On Nov. 17, Hasbro announced it was selling part of its film and TV production and distribution unit, Entertainment One. 

Hasbro bought Entertainment One for about $4 billion in 2019 to expand into the infant and preschool market by gaining access to popular TV shows such as “Peppa Pig” and “PJ Masks.” 

Cocks said Hasbro’s consumer-products division performed poorly in the final three months of 2022 “against the backdrop of a challenging holiday consumer environment.” 

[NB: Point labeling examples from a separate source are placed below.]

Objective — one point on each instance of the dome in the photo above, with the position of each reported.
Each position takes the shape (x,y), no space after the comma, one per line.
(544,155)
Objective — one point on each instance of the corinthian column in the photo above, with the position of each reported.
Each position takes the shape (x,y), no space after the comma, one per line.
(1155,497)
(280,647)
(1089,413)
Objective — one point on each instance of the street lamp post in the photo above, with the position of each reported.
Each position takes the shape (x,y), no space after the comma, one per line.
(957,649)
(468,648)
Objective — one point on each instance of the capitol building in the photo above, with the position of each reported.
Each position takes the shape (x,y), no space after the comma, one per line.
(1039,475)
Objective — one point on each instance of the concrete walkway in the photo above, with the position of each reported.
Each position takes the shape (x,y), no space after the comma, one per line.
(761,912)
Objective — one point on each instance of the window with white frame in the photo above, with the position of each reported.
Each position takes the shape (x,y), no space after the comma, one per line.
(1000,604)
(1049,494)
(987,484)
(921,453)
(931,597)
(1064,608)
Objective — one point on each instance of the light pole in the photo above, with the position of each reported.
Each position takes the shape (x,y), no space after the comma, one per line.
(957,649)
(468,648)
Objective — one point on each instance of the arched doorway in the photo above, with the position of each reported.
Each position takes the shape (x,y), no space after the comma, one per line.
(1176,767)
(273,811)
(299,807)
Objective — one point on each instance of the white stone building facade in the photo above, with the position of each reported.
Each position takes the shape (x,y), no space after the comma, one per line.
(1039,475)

He said, however, its role-playing game unit Wizards of the Coast, digital gaming, Hasbro Pulse and its licensing business posted strong fourth-quarter growth. Hasbro is due to report fourth-quarter and full-year results in mid-February. 

Wizards of the Coast canceled at least five video game projects, Bloomberg News reported Jan. 4. 

A company spokesman told Bloomberg News fewer than 15 people at Wizards of the Coast will lose their jobs due to the cancellations and will be given a chance to apply for new roles within the company. 

Hasbro shares are down 29% in the last 12 months through the close of Thursday’s regular trading day on Wall Street. 

It was a little more than a year ago Cocks was appointed CEO of Hasbro, replacing Brian Goldner, the longtime CEO who died of cancer in October 2021. 

Cocks had been a top executive in Hasbro’s lucrative Wizards of the Coast and digital gaming division. 

On June 8, Hasbro shareholders reelected all of the company’s 13 directors to its board, rejecting a slate of three nominees from activist investor Alta Fox Capital Management, which had waged a contentious, monthslong proxy battle for more influence over the company.